Kouno’s meticulously detailed illustrations create a strong sense of place, underscoring the contrast between Hiroshima’s orderly new business district and the crowded Aioi Doori neighborhood where the hibakusha live. In the few panels alluding to the actual events of August 6, 1945, Kouno’s art becomes more primitive and stylized, suggesting the horrific effects of the blast by depicting the victims as stick figures with swollen faces. The child-like simplicity and directness of these images are startling yet effective, a reminder both of Minami’s youth at the time of the attack and of the radiation’s devastating ability to rob its victims of their identities by destroying their hair, hands, and faces — in short, the very parts of their bodies that give them their individual appearance. These scenes are notable as well for the skillful way in which present and past co-exist within the same panels; we see the landscape as Minami does, alive with vivid, horrific memories of surviving the blast.

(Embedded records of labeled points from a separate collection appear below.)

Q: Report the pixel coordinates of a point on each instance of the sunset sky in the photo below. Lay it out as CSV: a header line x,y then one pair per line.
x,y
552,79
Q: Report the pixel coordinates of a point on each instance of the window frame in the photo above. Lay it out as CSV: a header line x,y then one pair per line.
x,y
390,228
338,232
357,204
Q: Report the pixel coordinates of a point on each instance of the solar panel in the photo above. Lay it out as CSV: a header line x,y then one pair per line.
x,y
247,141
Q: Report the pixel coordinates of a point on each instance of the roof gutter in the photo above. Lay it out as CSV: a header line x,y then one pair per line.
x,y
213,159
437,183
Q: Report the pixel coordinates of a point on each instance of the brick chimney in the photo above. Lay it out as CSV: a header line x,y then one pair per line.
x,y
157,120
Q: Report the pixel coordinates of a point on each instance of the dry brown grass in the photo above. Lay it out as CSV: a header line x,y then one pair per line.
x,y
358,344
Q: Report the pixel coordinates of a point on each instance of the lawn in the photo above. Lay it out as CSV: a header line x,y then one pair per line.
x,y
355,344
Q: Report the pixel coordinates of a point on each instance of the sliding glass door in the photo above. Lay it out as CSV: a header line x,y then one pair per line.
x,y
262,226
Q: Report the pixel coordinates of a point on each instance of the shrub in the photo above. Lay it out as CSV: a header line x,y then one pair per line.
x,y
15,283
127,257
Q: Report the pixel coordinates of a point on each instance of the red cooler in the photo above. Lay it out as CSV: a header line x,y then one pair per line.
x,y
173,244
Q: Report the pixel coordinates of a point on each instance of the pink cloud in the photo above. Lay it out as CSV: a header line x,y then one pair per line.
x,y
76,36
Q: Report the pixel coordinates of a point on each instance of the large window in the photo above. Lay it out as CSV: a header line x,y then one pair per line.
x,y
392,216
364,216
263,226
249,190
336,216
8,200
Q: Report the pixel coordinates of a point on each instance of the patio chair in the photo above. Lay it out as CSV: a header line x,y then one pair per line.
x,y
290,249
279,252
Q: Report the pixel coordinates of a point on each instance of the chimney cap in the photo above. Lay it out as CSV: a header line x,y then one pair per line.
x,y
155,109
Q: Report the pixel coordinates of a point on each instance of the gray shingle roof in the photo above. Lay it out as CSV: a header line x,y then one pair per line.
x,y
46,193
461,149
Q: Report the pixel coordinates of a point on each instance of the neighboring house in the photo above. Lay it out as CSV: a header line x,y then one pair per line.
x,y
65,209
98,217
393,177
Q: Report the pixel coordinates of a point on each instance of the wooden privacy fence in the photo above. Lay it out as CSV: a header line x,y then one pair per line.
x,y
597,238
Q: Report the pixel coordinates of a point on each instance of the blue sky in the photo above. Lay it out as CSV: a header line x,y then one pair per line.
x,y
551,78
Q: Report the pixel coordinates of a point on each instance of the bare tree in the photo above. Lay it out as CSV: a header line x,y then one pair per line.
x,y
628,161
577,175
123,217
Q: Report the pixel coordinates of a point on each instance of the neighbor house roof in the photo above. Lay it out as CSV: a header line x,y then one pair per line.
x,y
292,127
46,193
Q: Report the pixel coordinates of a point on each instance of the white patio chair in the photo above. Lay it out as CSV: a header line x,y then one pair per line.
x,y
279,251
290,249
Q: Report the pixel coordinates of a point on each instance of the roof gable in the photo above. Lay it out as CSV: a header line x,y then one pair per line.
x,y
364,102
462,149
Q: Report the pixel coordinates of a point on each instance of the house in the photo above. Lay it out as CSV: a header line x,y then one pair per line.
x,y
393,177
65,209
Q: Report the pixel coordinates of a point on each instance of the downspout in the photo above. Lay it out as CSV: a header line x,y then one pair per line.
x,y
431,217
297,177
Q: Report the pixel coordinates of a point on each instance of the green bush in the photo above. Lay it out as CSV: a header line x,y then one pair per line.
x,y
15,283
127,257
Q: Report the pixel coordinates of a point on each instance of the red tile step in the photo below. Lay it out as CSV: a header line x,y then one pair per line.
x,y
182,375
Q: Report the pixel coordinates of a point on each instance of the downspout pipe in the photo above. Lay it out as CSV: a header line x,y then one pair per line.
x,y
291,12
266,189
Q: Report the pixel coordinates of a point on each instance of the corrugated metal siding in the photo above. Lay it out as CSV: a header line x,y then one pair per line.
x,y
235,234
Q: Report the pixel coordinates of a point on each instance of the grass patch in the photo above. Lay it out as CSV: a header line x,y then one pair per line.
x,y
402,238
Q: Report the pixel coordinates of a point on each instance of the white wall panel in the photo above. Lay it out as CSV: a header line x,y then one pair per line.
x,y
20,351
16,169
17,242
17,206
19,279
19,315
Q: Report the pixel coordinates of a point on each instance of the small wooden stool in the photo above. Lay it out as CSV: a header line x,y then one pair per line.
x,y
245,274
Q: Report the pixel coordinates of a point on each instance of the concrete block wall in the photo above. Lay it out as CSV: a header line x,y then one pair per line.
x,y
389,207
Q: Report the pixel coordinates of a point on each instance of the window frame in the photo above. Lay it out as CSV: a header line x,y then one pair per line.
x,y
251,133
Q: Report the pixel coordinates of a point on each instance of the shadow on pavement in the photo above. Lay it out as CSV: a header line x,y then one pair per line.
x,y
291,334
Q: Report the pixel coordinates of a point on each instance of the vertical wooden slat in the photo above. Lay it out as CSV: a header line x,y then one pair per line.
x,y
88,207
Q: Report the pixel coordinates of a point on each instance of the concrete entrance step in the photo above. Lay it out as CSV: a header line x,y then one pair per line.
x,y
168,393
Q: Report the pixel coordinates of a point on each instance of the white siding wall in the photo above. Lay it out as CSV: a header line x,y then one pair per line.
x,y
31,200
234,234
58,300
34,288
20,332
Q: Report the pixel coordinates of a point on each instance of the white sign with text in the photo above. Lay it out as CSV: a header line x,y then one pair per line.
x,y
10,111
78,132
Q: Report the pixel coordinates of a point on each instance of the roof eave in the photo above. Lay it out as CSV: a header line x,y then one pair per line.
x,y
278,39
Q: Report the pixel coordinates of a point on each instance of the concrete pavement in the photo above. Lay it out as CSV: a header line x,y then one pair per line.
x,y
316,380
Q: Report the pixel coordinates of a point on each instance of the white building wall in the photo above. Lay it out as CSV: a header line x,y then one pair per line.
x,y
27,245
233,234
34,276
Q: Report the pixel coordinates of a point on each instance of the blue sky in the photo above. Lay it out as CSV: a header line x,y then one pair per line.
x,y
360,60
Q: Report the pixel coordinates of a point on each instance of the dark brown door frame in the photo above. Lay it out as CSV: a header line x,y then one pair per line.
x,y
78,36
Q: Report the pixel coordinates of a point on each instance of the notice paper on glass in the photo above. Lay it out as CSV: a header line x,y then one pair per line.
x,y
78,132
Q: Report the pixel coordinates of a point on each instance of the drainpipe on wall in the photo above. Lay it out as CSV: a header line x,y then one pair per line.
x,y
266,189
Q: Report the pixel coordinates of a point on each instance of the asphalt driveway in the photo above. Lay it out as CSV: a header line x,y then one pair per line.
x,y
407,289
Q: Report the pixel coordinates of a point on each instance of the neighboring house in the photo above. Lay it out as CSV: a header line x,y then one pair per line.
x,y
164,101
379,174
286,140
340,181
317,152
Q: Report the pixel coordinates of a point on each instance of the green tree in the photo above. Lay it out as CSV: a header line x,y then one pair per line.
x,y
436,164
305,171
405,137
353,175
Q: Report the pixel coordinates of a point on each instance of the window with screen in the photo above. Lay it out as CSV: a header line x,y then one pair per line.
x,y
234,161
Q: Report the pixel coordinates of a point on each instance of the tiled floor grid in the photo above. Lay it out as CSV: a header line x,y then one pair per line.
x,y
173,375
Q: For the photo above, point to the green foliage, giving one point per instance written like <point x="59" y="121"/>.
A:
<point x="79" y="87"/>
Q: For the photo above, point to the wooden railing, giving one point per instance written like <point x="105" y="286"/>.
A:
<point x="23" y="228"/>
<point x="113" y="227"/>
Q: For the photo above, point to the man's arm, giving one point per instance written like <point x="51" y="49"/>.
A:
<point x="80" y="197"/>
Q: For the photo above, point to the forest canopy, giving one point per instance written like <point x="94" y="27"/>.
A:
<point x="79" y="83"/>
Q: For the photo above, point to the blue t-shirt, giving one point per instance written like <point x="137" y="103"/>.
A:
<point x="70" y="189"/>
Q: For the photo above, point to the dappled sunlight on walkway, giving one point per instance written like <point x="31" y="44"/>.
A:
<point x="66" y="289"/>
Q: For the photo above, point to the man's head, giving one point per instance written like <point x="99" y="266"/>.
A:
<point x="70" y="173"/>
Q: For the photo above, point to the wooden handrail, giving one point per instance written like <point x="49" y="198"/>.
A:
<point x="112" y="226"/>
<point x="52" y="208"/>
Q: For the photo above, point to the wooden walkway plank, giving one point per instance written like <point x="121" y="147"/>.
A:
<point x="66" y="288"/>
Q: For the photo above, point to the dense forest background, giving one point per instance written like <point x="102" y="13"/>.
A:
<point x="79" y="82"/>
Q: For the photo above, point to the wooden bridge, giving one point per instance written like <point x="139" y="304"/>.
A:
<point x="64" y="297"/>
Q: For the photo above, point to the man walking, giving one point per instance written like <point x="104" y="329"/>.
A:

Kouno’s character designs exhibit a similar attention to detail and mood as her landscapes. Nanami, for example, bears a striking resemblance to her aunt Minami, not just in her behavior (Minami shared Nanami’s love of baseball and her brusque demeanor) but also in her facial expressions and carriage; she’s a subtle visual echo of the previous generation. Like all of Kouno’s characters, Nanami and Minami have a slightly rough, clumsy quality to them, with heads and hands that seem just a little too big for their wiry bodies. Yet these awkward proportions don’t detract from the beauty of the work; if anything, the illustrations make Kouno’s characters seem more vulnerable, more imperfect, more fragile—in short, more human and more believable. And that honest vulnerability, in turn, makes it possible for readers from all walks of life to enter sympathetically into Kouno’s haunting yet life-affirming story, to look past the politics of suffering and representation to understand the price that civilians pay in every war.